JPH0970142A - Filter circuit - Google Patents

Abstract

PROBLEM TO BE SOLVED: To provide a filter circuit capable of absorbing kickback voltage caused by surge noises entering from the exterior without increasing terminal noise. SOLUTION: A varistor 8 and bead inductors 9a, 9b are placed and connected in series in a line 15 connected in parallel before and behind a common mode coil 1. At this time the bead inductors 9a, 9b are positioned on both sides of the varistor 8. As a result, kickback voltage generated in the common mode coil 1 by noises entering from the exterior is clamped by the varistor 8; meanwhile, high-frequency noises generated from a DC-DC converter 6 is absorbed into the bead inductors 9a, 9b, the common mode coil 1 and capacitors 3a, 3b.

Description

Detailed Description of the Invention

[0001]

BACKGROUND OF THE INVENTION 1. Field of the Invention The present invention relates to a filter circuit used in a power supply circuit for electric equipment and the like, and more particularly to a filter circuit that absorbs surge noise that enters from a commercial power supply.

[0002]

2. Description of the Related Art FIG. 3 is a diagram showing an example of a conventional filter circuit and a power supply circuit to which the circuit is applied.
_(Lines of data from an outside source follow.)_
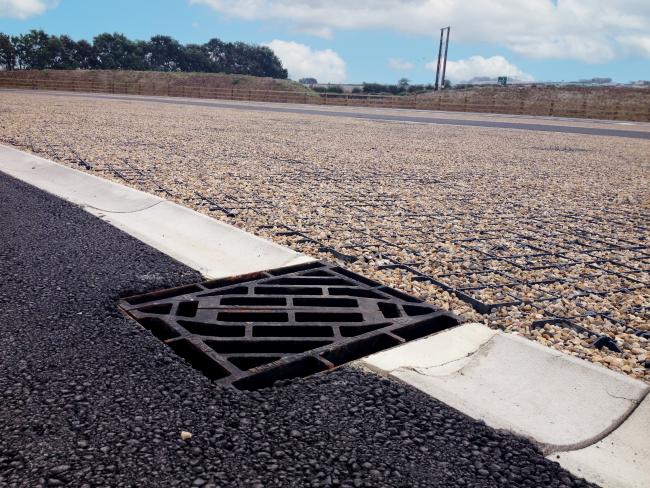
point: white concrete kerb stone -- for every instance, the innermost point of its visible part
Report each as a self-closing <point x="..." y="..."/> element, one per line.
<point x="556" y="400"/>
<point x="214" y="248"/>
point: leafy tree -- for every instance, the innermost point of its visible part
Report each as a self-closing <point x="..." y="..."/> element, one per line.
<point x="86" y="55"/>
<point x="196" y="58"/>
<point x="164" y="54"/>
<point x="37" y="50"/>
<point x="7" y="53"/>
<point x="115" y="51"/>
<point x="33" y="50"/>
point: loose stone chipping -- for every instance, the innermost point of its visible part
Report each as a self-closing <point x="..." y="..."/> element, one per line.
<point x="509" y="228"/>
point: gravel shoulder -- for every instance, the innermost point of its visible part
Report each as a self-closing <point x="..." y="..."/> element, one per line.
<point x="89" y="399"/>
<point x="544" y="234"/>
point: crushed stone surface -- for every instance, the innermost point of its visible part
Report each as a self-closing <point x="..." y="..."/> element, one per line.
<point x="90" y="399"/>
<point x="542" y="234"/>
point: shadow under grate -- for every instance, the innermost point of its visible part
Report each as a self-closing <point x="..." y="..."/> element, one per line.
<point x="253" y="330"/>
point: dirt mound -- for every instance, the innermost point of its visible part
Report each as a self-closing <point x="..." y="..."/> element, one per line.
<point x="203" y="80"/>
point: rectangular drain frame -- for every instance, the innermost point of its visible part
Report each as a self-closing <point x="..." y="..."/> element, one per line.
<point x="252" y="330"/>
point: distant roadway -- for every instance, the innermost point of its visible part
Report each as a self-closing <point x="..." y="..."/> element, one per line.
<point x="496" y="121"/>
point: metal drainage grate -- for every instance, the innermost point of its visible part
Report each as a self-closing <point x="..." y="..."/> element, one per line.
<point x="253" y="330"/>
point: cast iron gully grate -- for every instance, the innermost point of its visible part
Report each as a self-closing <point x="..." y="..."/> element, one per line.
<point x="253" y="330"/>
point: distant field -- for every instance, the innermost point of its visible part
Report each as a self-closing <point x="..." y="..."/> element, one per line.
<point x="610" y="103"/>
<point x="594" y="102"/>
<point x="541" y="233"/>
<point x="203" y="80"/>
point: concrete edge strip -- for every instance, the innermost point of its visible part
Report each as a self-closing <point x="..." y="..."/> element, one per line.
<point x="214" y="248"/>
<point x="458" y="354"/>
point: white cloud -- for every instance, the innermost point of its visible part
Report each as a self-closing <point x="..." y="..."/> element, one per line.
<point x="322" y="32"/>
<point x="586" y="30"/>
<point x="301" y="61"/>
<point x="399" y="64"/>
<point x="637" y="45"/>
<point x="22" y="9"/>
<point x="474" y="66"/>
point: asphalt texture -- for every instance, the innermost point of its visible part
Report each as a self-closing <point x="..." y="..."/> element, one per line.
<point x="90" y="399"/>
<point x="298" y="109"/>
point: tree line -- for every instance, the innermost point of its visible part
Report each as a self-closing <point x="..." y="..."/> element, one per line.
<point x="38" y="50"/>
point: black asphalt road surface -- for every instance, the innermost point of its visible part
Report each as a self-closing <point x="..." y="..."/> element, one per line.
<point x="398" y="117"/>
<point x="89" y="399"/>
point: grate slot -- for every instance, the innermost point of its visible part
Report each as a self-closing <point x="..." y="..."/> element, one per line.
<point x="422" y="329"/>
<point x="238" y="290"/>
<point x="265" y="346"/>
<point x="245" y="316"/>
<point x="255" y="301"/>
<point x="160" y="309"/>
<point x="355" y="292"/>
<point x="296" y="369"/>
<point x="193" y="355"/>
<point x="326" y="302"/>
<point x="389" y="310"/>
<point x="159" y="328"/>
<point x="163" y="294"/>
<point x="287" y="290"/>
<point x="356" y="350"/>
<point x="328" y="317"/>
<point x="415" y="310"/>
<point x="208" y="329"/>
<point x="292" y="331"/>
<point x="249" y="362"/>
<point x="355" y="330"/>
<point x="306" y="280"/>
<point x="187" y="309"/>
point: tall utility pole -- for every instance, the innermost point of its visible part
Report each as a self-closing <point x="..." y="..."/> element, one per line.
<point x="444" y="36"/>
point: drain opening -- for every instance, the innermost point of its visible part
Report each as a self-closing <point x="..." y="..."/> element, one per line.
<point x="249" y="333"/>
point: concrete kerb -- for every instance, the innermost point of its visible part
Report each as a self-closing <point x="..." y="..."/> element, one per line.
<point x="620" y="460"/>
<point x="214" y="248"/>
<point x="559" y="402"/>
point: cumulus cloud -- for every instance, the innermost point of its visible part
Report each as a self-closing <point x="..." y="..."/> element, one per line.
<point x="399" y="64"/>
<point x="22" y="9"/>
<point x="585" y="30"/>
<point x="478" y="66"/>
<point x="637" y="45"/>
<point x="302" y="61"/>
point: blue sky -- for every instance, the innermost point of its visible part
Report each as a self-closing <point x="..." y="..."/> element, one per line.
<point x="380" y="40"/>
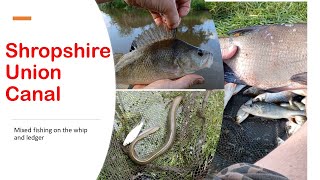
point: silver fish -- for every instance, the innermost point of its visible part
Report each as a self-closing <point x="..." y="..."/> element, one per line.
<point x="157" y="54"/>
<point x="241" y="114"/>
<point x="282" y="96"/>
<point x="272" y="57"/>
<point x="231" y="89"/>
<point x="271" y="111"/>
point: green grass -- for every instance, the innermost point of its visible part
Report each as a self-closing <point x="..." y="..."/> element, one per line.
<point x="196" y="5"/>
<point x="233" y="15"/>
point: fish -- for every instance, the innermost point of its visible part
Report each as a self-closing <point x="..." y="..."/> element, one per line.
<point x="253" y="91"/>
<point x="172" y="129"/>
<point x="282" y="96"/>
<point x="241" y="114"/>
<point x="269" y="57"/>
<point x="271" y="111"/>
<point x="133" y="134"/>
<point x="158" y="54"/>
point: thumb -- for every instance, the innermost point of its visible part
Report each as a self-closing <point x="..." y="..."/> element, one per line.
<point x="187" y="81"/>
<point x="172" y="17"/>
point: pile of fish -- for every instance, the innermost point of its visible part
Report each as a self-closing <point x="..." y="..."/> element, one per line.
<point x="272" y="59"/>
<point x="157" y="54"/>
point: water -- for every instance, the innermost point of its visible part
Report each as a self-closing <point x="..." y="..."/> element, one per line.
<point x="197" y="28"/>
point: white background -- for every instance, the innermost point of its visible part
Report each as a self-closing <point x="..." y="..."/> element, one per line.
<point x="87" y="92"/>
<point x="81" y="157"/>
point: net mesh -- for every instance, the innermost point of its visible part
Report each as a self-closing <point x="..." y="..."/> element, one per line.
<point x="247" y="142"/>
<point x="198" y="129"/>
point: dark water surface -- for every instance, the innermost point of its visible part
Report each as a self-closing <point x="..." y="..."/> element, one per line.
<point x="197" y="28"/>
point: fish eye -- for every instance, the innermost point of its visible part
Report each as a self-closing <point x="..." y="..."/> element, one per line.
<point x="200" y="53"/>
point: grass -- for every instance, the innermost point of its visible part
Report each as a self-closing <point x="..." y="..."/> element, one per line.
<point x="233" y="15"/>
<point x="196" y="5"/>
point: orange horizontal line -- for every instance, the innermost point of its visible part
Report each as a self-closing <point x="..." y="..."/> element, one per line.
<point x="21" y="18"/>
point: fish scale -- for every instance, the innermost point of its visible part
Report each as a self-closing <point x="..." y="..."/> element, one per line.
<point x="268" y="56"/>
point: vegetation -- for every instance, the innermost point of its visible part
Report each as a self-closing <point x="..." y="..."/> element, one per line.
<point x="196" y="5"/>
<point x="234" y="15"/>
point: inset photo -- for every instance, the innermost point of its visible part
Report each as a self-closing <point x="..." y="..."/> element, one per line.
<point x="164" y="135"/>
<point x="154" y="57"/>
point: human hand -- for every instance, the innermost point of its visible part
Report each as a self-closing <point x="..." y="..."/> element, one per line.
<point x="164" y="12"/>
<point x="187" y="80"/>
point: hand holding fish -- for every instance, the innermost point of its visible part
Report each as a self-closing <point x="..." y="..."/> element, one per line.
<point x="164" y="12"/>
<point x="181" y="83"/>
<point x="187" y="80"/>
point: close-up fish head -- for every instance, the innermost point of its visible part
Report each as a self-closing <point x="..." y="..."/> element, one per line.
<point x="253" y="108"/>
<point x="260" y="97"/>
<point x="192" y="59"/>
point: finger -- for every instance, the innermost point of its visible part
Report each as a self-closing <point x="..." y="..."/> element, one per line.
<point x="186" y="81"/>
<point x="184" y="7"/>
<point x="229" y="53"/>
<point x="172" y="17"/>
<point x="156" y="17"/>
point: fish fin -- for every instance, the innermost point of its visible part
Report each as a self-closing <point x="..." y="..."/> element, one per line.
<point x="242" y="31"/>
<point x="151" y="36"/>
<point x="300" y="78"/>
<point x="122" y="86"/>
<point x="230" y="76"/>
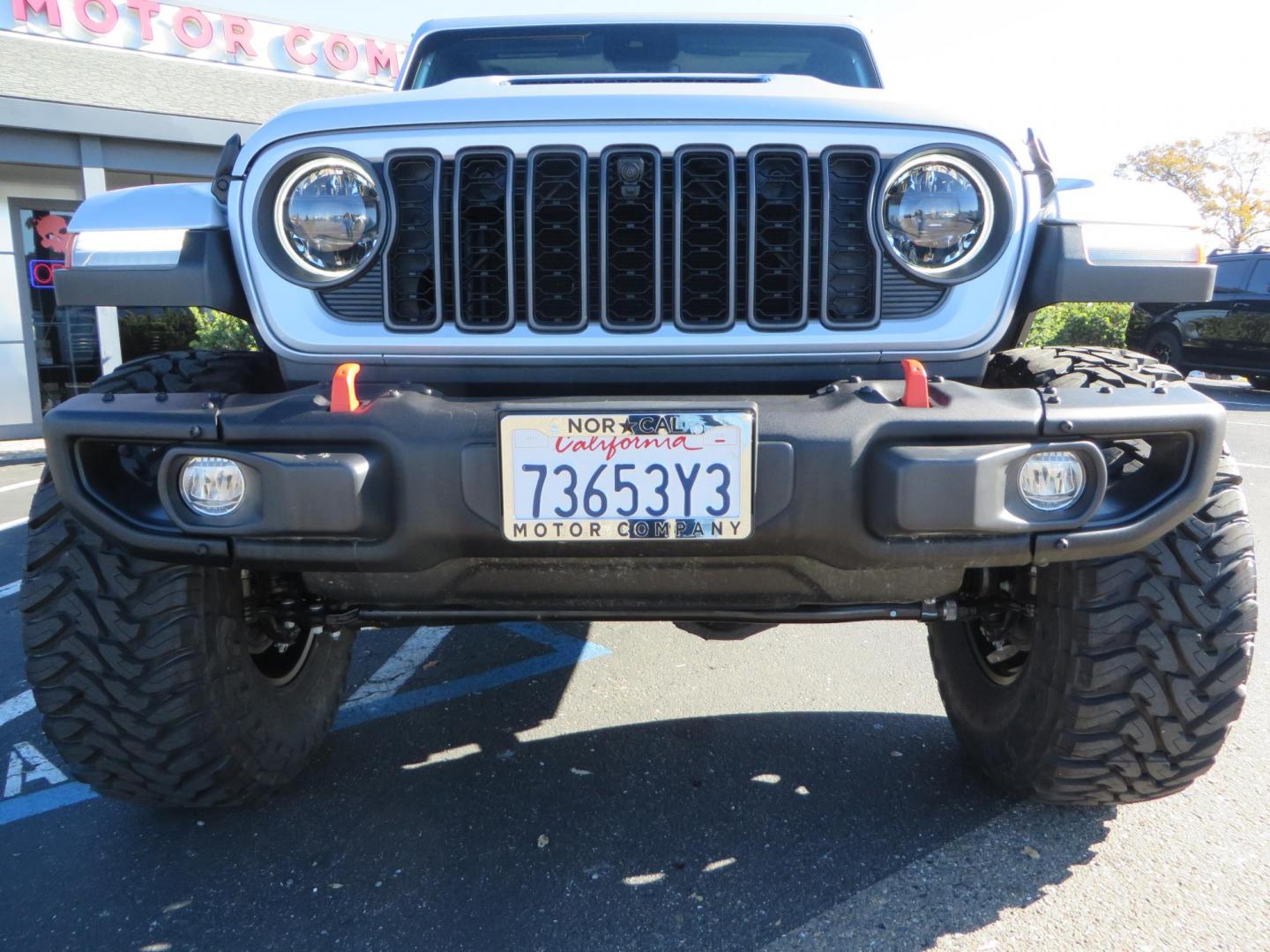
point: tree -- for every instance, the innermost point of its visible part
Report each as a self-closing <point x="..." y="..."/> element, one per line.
<point x="221" y="331"/>
<point x="1229" y="179"/>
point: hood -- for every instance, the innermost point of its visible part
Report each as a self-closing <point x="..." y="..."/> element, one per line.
<point x="608" y="98"/>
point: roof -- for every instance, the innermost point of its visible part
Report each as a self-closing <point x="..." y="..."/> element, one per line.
<point x="583" y="19"/>
<point x="508" y="100"/>
<point x="80" y="74"/>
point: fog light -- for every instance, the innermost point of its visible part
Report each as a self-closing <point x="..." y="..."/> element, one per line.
<point x="1052" y="480"/>
<point x="213" y="485"/>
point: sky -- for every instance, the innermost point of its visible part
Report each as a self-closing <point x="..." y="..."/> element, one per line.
<point x="1097" y="79"/>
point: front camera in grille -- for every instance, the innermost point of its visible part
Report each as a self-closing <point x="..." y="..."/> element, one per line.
<point x="705" y="239"/>
<point x="413" y="291"/>
<point x="556" y="239"/>
<point x="630" y="239"/>
<point x="848" y="279"/>
<point x="779" y="238"/>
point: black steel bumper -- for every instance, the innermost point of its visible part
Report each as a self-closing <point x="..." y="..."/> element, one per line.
<point x="857" y="499"/>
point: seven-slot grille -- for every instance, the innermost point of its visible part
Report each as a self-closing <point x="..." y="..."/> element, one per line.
<point x="631" y="240"/>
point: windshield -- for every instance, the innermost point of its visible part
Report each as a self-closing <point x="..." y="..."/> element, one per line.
<point x="832" y="54"/>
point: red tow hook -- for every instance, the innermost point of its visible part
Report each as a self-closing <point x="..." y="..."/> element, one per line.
<point x="917" y="389"/>
<point x="343" y="389"/>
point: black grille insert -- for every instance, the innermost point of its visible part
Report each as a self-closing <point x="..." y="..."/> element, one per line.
<point x="556" y="239"/>
<point x="779" y="238"/>
<point x="630" y="238"/>
<point x="415" y="300"/>
<point x="484" y="236"/>
<point x="705" y="239"/>
<point x="771" y="239"/>
<point x="848" y="276"/>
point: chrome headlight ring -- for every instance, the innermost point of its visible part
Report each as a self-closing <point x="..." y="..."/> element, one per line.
<point x="295" y="248"/>
<point x="949" y="225"/>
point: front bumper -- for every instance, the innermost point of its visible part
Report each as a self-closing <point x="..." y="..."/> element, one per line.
<point x="857" y="499"/>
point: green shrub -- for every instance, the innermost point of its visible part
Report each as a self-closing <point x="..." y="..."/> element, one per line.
<point x="1090" y="324"/>
<point x="221" y="331"/>
<point x="152" y="331"/>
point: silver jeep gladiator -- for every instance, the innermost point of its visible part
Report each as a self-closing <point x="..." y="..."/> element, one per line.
<point x="638" y="319"/>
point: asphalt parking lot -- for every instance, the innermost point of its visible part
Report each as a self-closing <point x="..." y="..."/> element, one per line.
<point x="630" y="787"/>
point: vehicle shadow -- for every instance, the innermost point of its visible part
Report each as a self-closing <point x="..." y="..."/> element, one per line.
<point x="441" y="829"/>
<point x="1251" y="400"/>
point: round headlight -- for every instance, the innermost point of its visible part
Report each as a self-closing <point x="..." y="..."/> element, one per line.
<point x="937" y="213"/>
<point x="328" y="216"/>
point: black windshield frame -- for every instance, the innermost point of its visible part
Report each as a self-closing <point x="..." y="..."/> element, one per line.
<point x="834" y="54"/>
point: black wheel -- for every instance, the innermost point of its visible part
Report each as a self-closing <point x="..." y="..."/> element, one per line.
<point x="1165" y="344"/>
<point x="1123" y="682"/>
<point x="153" y="683"/>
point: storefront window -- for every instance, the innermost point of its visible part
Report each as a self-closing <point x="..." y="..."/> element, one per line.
<point x="66" y="346"/>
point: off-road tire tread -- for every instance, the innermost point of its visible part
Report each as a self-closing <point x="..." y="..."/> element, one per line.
<point x="195" y="372"/>
<point x="1160" y="640"/>
<point x="127" y="658"/>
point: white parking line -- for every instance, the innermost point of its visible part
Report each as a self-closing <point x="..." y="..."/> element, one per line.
<point x="398" y="669"/>
<point x="17" y="707"/>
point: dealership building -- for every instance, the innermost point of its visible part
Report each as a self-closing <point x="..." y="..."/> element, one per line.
<point x="100" y="95"/>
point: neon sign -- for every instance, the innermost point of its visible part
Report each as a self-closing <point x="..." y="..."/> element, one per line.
<point x="40" y="273"/>
<point x="210" y="36"/>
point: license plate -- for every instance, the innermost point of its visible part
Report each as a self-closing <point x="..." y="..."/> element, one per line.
<point x="577" y="478"/>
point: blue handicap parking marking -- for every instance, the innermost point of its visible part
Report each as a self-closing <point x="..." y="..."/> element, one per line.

In the figure, 1 is a common mode coil.
The capacitor 2 is provided between the line 13 and the line 14 connected to the commercial power supply 11. Further, capacitors 3a and 3b are provided between the lines 13 and 14 and the ground, respectively.

The common code coil 1 raises the high frequency impedance of the line, and the capacitors 3a and 3b lower the high frequency impedance between the lines 13 and 14 and the ground, so that these functions as a line filter to reduce noise. Absorb.

The rectifying diodes 4a, 4b, 4c, 4d are arranged so as to form a known full-wave rectifying circuit, and rectify the current supplied from the commercial power supply 11.

A capacitor 5 provided on the output side of a full-wave rectifying circuit composed of rectifying diodes 4a, 4b, 4c and 4d.
Smoothes the output of the current rectified by the rectifying diodes 4a, 4b, 4c, 4d. The DC-DC converter 6 generates an arbitrary DC voltage from the smoothed output.

A protective earth 12 is provided on the commercial power supply 11.

By the way, according to the standards concerning the regulation of radio interference in each country, there are regulations concerning the radiated electric field generated from electric equipment and the high frequency noise such as terminal noise.
In terms of product sales, it is necessary to satisfy this regulatory standard.

Conventionally, in order to satisfy the above-mentioned regulation standard,
Noise is reduced by using the filter circuit described in FIG. That is, in order to prevent switching noise generated from the DC-DC converter 6 from being generated in the line as terminal noise, for example, the common mode coil 1 increases the high frequency impedance of the line, and the capacitors 3a and 3b decrease the high frequency impedance between the grounds. , To absorb noise.

[0010]

However, in the above-mentioned conventional filter circuit, when high frequency surge noise generated by opening / closing of a switch of another device connected to the commercial power source or lightning strikes from the line of the commercial power source, A so-called kickback voltage is generated before and after the common mode coil 1, and due to the impedance difference between the lines, a phase difference occurs in noise that has entered each line, and as a result, DC
There is a drawback that an overvoltage is applied to the DC converter 6 and the circuit may malfunction or be destroyed.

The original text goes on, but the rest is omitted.